Vector-valued functions play a significant role in understanding curves and surfaces in three-dimensional space. Essentially, these functions map real numbers to vectors. For example, given a parameter, they provide a position vector that traces a path in the vector space. It means that as you input different values, you get a set of vectors indicating various points along a curve.

In our problem, we have two vector-valued functions \( \mathbf{r}_1(t) = \langle 2 + 3t, 1 - t^2, 3 - 4t + t^2 \rangle \) and \( \mathbf{r}_2(u) = \langle 1 + u^2, 2u^3 - 1, 2u + 1 \rangle \). These functions lie on the surface \( S \) and describe the curves on that surface passing through a specific point. Understanding these functions is crucial because they provide the necessary paths on a surface to help us determine the plane's direction at any given point.

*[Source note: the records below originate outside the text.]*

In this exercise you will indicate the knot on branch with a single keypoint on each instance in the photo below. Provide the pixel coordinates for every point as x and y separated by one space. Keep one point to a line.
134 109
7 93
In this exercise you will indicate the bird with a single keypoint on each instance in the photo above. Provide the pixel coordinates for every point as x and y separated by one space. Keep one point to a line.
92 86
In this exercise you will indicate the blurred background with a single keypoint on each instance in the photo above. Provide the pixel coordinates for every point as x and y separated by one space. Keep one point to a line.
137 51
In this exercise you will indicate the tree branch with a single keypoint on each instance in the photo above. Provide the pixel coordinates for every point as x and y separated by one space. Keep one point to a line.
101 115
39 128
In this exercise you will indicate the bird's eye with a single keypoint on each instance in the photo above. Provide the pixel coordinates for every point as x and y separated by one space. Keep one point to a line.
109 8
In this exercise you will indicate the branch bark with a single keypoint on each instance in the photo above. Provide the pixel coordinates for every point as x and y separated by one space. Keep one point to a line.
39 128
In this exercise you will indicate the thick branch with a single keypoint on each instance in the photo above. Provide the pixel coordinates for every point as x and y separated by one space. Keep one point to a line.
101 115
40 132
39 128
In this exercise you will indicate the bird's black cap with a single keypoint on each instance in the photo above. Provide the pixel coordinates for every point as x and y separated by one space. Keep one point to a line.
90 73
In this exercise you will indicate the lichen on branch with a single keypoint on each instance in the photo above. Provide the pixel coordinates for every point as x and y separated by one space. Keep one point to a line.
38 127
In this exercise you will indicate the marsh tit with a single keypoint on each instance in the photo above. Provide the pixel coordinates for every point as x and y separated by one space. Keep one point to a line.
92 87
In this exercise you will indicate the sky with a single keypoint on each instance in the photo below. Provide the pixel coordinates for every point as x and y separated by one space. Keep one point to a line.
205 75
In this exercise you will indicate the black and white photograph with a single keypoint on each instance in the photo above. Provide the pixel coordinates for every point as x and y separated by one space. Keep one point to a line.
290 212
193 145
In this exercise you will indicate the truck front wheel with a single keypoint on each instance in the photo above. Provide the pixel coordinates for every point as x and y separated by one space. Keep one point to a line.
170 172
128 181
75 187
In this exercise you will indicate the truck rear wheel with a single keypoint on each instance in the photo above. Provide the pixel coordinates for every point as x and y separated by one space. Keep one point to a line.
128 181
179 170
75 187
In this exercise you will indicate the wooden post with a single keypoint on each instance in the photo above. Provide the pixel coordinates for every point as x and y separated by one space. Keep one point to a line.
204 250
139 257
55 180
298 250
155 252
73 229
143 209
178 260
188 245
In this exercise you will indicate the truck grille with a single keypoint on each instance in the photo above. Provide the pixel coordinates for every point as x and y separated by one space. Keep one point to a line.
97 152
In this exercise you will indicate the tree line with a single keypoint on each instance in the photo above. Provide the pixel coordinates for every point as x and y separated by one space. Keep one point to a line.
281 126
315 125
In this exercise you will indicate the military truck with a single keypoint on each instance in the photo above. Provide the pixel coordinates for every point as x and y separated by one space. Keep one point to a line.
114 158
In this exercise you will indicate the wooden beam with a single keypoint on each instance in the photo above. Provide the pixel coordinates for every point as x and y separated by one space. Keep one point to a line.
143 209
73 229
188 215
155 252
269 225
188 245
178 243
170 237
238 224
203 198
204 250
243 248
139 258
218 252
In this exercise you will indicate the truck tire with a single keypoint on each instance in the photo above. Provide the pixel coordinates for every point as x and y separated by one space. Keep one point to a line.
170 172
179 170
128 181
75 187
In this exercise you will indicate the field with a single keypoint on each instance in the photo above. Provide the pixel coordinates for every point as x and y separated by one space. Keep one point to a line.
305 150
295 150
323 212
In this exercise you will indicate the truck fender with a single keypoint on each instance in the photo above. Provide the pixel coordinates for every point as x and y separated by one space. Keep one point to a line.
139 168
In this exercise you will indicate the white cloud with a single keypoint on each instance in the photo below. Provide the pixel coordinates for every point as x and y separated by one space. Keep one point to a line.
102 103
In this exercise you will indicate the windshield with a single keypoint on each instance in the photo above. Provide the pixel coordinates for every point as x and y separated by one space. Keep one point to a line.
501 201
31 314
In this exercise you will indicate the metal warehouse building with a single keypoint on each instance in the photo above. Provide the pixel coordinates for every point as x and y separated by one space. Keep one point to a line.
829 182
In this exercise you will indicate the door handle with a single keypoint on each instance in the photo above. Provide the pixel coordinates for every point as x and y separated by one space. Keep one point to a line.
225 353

The normal vector is vital when defining the orientation of a plane. It is a vector that is perpendicular to every vector lying on that plane. When you have the normal vector, you can easily find the tangent plane's equation since it directly reflects the plane's inclination in three-dimensional space.

For our exercise, the aim is to find the normal vector to the tangent plane at a given point. After calculating tangent vectors from the given vector-valued functions, we use the cross product to get the normal vector. This process ensures the obtained normal vector is perpendicular to the tandem of tangent vectors on the plane.

Tangent vectors describe the direction and rate of change of a curve at a particular point. They indicate how a curve progresses from one point to the next. In mathematical terms, tangent vectors result from differentiating a vector-valued function with respect to its parameter.

For instance, in our exercise, we calculate the derivative of \( \mathbf{r}_1(t) \) to find \( \mathbf{r}_1'(t) = \langle 3, -2t, -4 + 2t \rangle \) and evaluate it at \( t = 0 \), obtaining \( \mathbf{r}_1'(0) = \langle 3, 0, -4 \rangle \). Similarly, for \( \mathbf{r}_2(u) \), we derive \( \mathbf{r}_2'(u) = \langle 2u, 6u^2, 2 \rangle \) and evaluate at \( u = 1 \), giving us \( \mathbf{r}_2'(1) = \langle 2, 6, 2 \rangle \). These vectors help define the plane's surface tangent at a specific point.

The cross product is a fundamental operation in vector algebra, used to find a vector perpendicular to two given vectors. Geometrically, if you have two vectors describing curves on a surface, their cross product provides a way to find a normal vector to the tangent plane.

For the problem at hand, the cross product of the tangent vectors \( \mathbf{r}_1'(0) = \langle 3, 0, -4 \rangle \) and \( \mathbf{r}_2'(1) = \langle 2, 6, 2 \rangle \) is computed as:

• \( \mathbf{n} = \left\langle 0 \cdot 2 - (-4) \cdot 6, - (3 \cdot 2 - (-4) \cdot 2), 3 \cdot 6 - 0 \cdot 2 \right\rangle = \left\langle 24, -14, 18 \right\rangle \).

This resulting vector \( \mathbf{n} = \langle 24, -14, 18 \rangle \) is perpendicular to both original vectors, making it an ideal normal vector for constructing the tangent plane equation.